Slicing Panoramic Images in Photoshop for Instagram


In the early days of Instagram, images were limited to square images. Things have moved on now, and a range of rectangular formats are supported. However, if you want to post a panoramic image, you’re still limited to 16:9 ratio and you’ll end up with a narrow image in the middle of the frame and big borders top and bottom. For best effect, you can slice the image into individual square images, and upload these to a post as multiple images in a carousel. Your followers will then be able to swipe across your panorama.

You can also use a 3 x 1 sliced image as pinned posts at the top of your profile.

Pinned Images at the Top of Instagram Profile
Carousel in Instagram

This post describes how to slice up a panoramic shot in Adobe Photoshop for posting on Instagram or similar.

Open Image in PhotoShop

Open the image you’re using as a panorama in Photoshop. You can use either existing panoramic image, or, as I’m doing, take a slice out of a normally proportioned image. This image was taken on my iPhone 11.

Source Image in PhotoShop

Crop image to exact proportions

The first step is to crop the image so that it’ll able to be sliced into an exact number of squares for Instagram. Depending on the size of your images, it’ll be 1:2, 1:3, 1:4, etc.

Select the Crop tool from the tool palette.

Crop Tool

In the toolbar at the top of the screen, set the ratio you want for your image. For instance, if you want it split into 3 slices, set the ratio as 3 by 1.

Crop Toolbar

You’ll see the crop rectangle appear on your image. The crop will be set to the full width of your image. To resize the crop, drag the handles at the corners. To move the image, click and hold on the image, then drag to move it within the frame.

Image with the Crop

Once you’re happy with the crop, click on the tick button to accept the settings.

Crop Controls
Image Cropped

Slice the image

Select the Slice tool from the tool palette. This is in the same set as the Crop tool, so click and hold on the Crop tool to show all the tools, and select the Slice tool.

Slice Tool

Once the tool is selected, drag around the outside of the image to select the entire image.

Cropped Image Selected

In the top left corner of the image, you’ll see two tiny icons.

Slice Icons

Right-click on these, and select Divide Slice from the popup menu.

Slice Menu

In the subsequent dialog box, select how you’ve like your image sliced. In my case, I was in divided vertically, into 3 even slices..

Slice options

As you enter your selection, you’ll see a preview of the slices overlaid on your image as thin blue lines. click OK.

Image with Slice Marks Shown (blue lines)

Exporting the Sliced Image

To save your sliced-up image, select Export from the File menu, then select Export for Web (Legacy) from the popup menu. You’ll see a dialog box displayed showing a part or all of your image.

Export for Web Dialog

Before you export the slices of your image, you need to set the file format and compression for each slice. It’s important to remember that you need to do this for each slice, and not just the first one, otherwise only the first slice will be in the specified format, and the othered will be in Photoshop’s default one (usually GIF). I’ve been caught out by this many times!
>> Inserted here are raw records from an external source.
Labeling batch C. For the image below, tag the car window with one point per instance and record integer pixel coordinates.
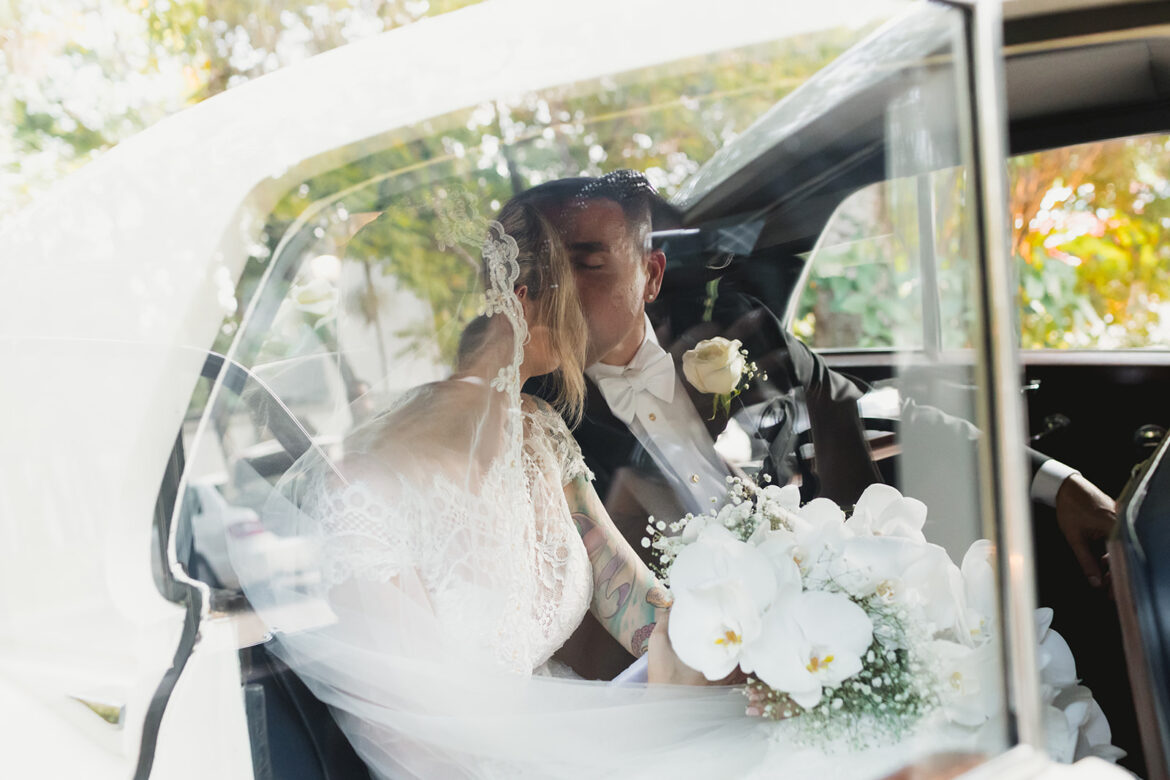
(358, 285)
(1089, 226)
(1087, 239)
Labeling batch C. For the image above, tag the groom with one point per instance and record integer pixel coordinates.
(655, 442)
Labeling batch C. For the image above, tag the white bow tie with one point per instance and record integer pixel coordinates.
(651, 371)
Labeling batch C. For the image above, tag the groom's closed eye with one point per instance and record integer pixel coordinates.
(587, 254)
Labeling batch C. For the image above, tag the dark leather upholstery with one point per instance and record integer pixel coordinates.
(294, 736)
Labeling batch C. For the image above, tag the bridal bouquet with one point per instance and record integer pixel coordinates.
(854, 623)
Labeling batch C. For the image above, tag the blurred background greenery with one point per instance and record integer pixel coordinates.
(78, 76)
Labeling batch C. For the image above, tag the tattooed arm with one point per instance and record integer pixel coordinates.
(626, 596)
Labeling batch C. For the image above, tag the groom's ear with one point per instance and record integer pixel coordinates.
(655, 268)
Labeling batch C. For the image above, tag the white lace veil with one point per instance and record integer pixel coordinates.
(422, 616)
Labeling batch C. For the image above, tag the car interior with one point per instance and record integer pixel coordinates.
(782, 198)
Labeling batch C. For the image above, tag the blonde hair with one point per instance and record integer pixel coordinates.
(545, 270)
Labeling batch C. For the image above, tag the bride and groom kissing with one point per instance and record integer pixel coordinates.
(467, 531)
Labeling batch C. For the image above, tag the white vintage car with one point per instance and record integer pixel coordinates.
(190, 312)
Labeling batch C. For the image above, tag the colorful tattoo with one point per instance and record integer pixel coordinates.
(659, 596)
(640, 642)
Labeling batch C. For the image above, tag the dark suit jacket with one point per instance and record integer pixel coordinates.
(625, 474)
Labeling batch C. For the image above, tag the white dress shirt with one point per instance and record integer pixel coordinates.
(669, 428)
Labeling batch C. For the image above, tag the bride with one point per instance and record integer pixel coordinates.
(461, 543)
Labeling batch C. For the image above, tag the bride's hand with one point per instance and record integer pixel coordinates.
(666, 668)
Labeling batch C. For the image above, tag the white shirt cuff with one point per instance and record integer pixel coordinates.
(635, 672)
(1047, 481)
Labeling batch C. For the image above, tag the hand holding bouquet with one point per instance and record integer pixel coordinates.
(854, 623)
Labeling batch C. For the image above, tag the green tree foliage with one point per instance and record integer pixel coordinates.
(1088, 226)
(1088, 236)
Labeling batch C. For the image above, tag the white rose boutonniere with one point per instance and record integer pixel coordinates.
(718, 366)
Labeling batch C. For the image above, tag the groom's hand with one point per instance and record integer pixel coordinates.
(663, 667)
(1086, 517)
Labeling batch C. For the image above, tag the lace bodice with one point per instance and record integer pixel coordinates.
(504, 567)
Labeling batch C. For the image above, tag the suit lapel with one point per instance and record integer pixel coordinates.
(715, 420)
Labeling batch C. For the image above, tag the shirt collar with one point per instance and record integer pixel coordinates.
(599, 370)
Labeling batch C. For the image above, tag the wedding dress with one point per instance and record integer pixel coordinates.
(449, 570)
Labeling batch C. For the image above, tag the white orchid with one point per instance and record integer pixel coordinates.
(968, 681)
(885, 511)
(816, 537)
(722, 587)
(902, 572)
(810, 641)
(979, 588)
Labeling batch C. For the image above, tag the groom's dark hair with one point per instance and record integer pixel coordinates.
(644, 207)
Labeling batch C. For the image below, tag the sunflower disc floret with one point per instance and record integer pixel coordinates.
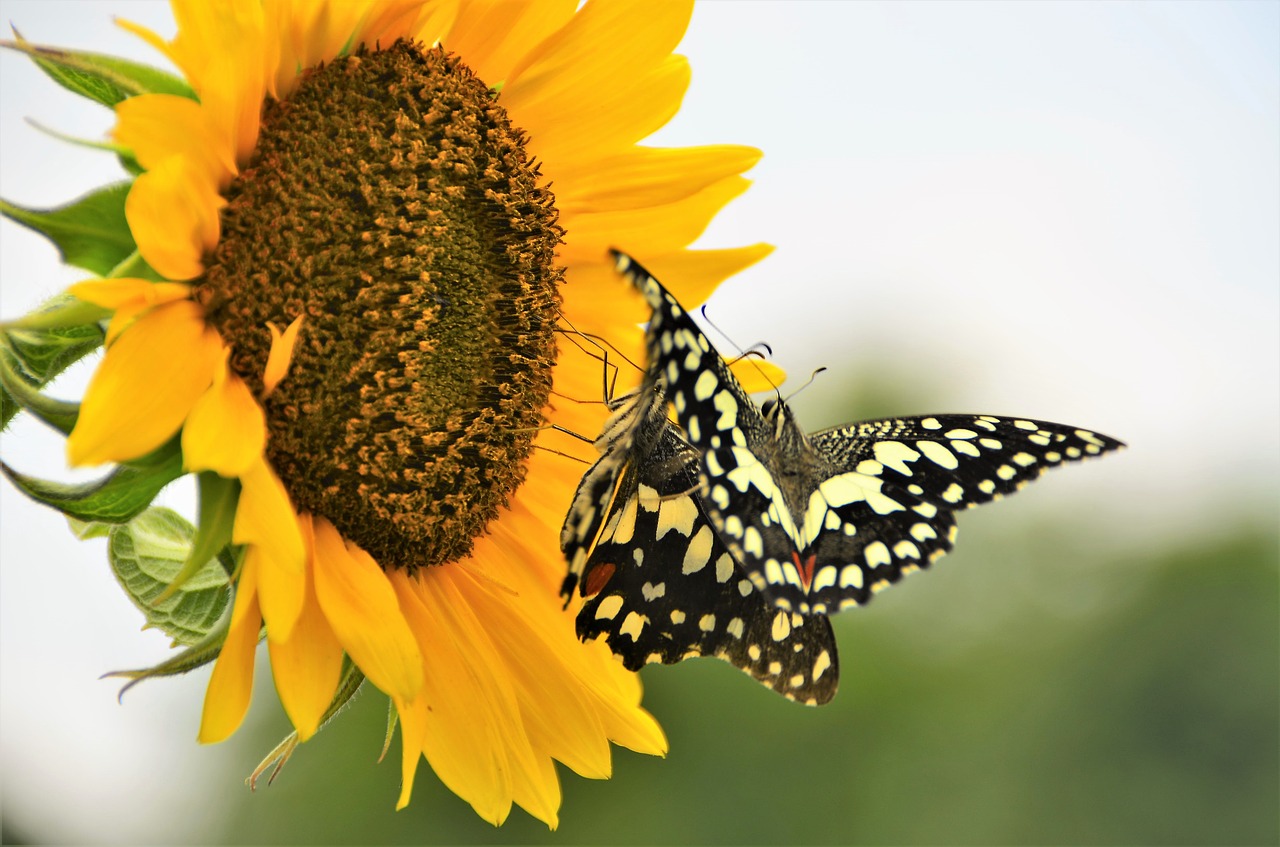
(389, 201)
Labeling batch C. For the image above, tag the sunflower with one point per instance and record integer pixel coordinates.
(369, 305)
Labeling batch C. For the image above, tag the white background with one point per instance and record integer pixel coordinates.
(1063, 210)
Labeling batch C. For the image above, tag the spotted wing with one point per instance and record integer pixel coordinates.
(634, 427)
(663, 587)
(888, 507)
(958, 461)
(737, 475)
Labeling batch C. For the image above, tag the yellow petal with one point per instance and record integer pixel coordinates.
(472, 723)
(603, 46)
(225, 431)
(128, 298)
(361, 608)
(412, 720)
(173, 215)
(645, 232)
(757, 375)
(280, 356)
(307, 665)
(535, 641)
(648, 177)
(493, 35)
(617, 118)
(222, 47)
(520, 541)
(146, 385)
(160, 126)
(232, 682)
(265, 520)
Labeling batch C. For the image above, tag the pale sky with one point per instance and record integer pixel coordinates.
(1060, 210)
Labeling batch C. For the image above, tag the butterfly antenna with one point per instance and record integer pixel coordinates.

If all the slices of your image aren’t visible in the preview, click on the zoom buttons in the bottom left to zoom out until the entire image is visible. With the Slick tool selected, click on the first slice and select the other slices by shift-clicking on them. You’ll see a visual clue as the slices are selected.

Image with Slices Selected

Set the format for the slices using the settings in the top right of the dialog. You’ll probably want to export in PNG-24 or JPG with a quality of 80-85. Remember that Instagram will apply additional compression to the images, so it’s probably best to start with PNG.

In the bottom left area, set the height of the exported slices. For Instagram, set this to 1080 pixels.

Export File Format and Size Settings

Next, click Save. In the next dialog box, make sure that the option at the bottom of the dialog is set to All Slices. Click save (again!) and the slices will saved into the folder called Images in the selected location.

All Slices Option

I think there must be a more modern way to save the slices than using the Export for Web dialog. I’ve been using that since the early days of the web and Photoshop, and I’d have expected Adobe to have integrated that functionality into one of the other export options. However, I can’t find it! If you know, leave a comment, and I’ll update this post.

Uploading to Instagram

To create a carousel-type post, upload all the images to Instagram. Before the post is shared, you’ll be able to move the images into the correct order.

Pinning to Top of Profile

To pin the images to the top of your Instagram profile, upload each of the images as a separate post. Once the posts are in your profile, select the post you want to be right-most, and click on the dots above the image. Select Pin Image. Next, select the post you want to be in the middle and repeat, finishing up with the left-most image. As far as I can see, there’s no way to arrange the order of the images, other than by the order that they are pinned in.